Но главное место в сюжетной линии повести занимают, бесспорно, Мария Ральфф, урожденная Фолькман и Франц Ральфф — возлюбленная и друг, в одночасье, один за другим ушедшие в вечность. И, конечно же, Элиза Иоганна Ральфф, дочь Марии и Франца, которая «подобно солнечному лучу» озаряла жизнь Иоганнеса Вахгольдера. Именно их имена и образы можно встретить на каждой страницы «Хроники Воробьиного переулка».

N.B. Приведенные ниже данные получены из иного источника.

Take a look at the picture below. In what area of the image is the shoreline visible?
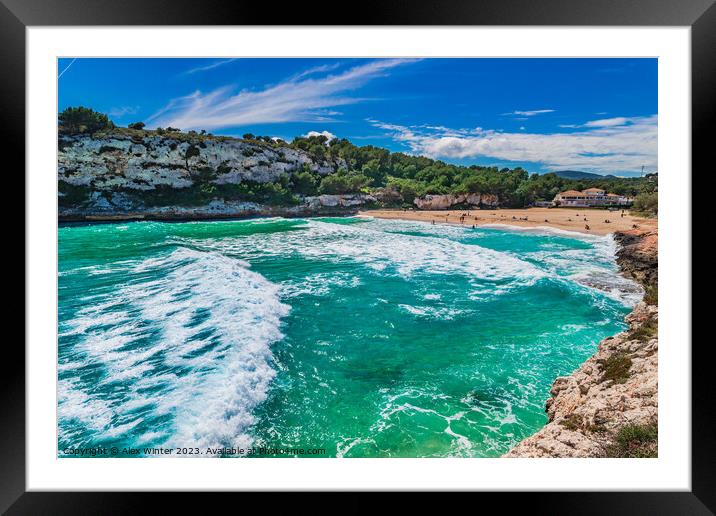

Среди персонажей второго, но никак не второстепенного, плана назовем «маленькую балерину», чья трагическая судьба никого не оставит равнодушным, «старую Марту» — верную служанку Марии и няню маленькой Элизы, котельщика Маркварта — свидетеля дней минувший и нынешних, плотника Вернера — любителя бесед на политические темы, его тещу Маргарет Карстен — неиссякаемый источник сказок, потешек и историй-воспоминаний, сапожника Бургера, вынужденного с семьей покинуть родину. А еще это Густав Теодор Максимилиан Берг — друг детства Элизы Ральфф и ее будущий супруг. Какими только эпитетами не наделял его профессор Вахгольдер! Это и der Taugenichts der Gasse, и das mauvais sujet, и der Faulpelz, der Übeltäter, der Missetäter, der Schlingel, der Bengel, и, наконец, das Genie. На страницах «Хроники» место нашлось и для Рецензента — собаки доктора Виммера, «почтенного, черного пуделя».

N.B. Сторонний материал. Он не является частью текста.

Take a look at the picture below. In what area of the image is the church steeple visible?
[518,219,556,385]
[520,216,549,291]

Так появляется перед читателем галерея образов окраинной улицы столичного города. Так возникает «Хроника Воробьиного переулка» — безыскусная, идиллическая летопись Шпреегассе 50-х годов 19 века.
Литература:
- Hoppe K. Wilhelm Raabe als Zeichner. — Göttingen, Vandenhoeck & Ruprecht, 1960.
- Raabe W. Sämtliche Werke, Bd.: 1, Die Chronik der Sperlingsgasse. Ein Frühling. — Göttingen, 1965. S. 432.
- Raabe W. Chronik der Sperlingsgasse. — Verlag Philipp Reclam jun. Leipzig, 1989.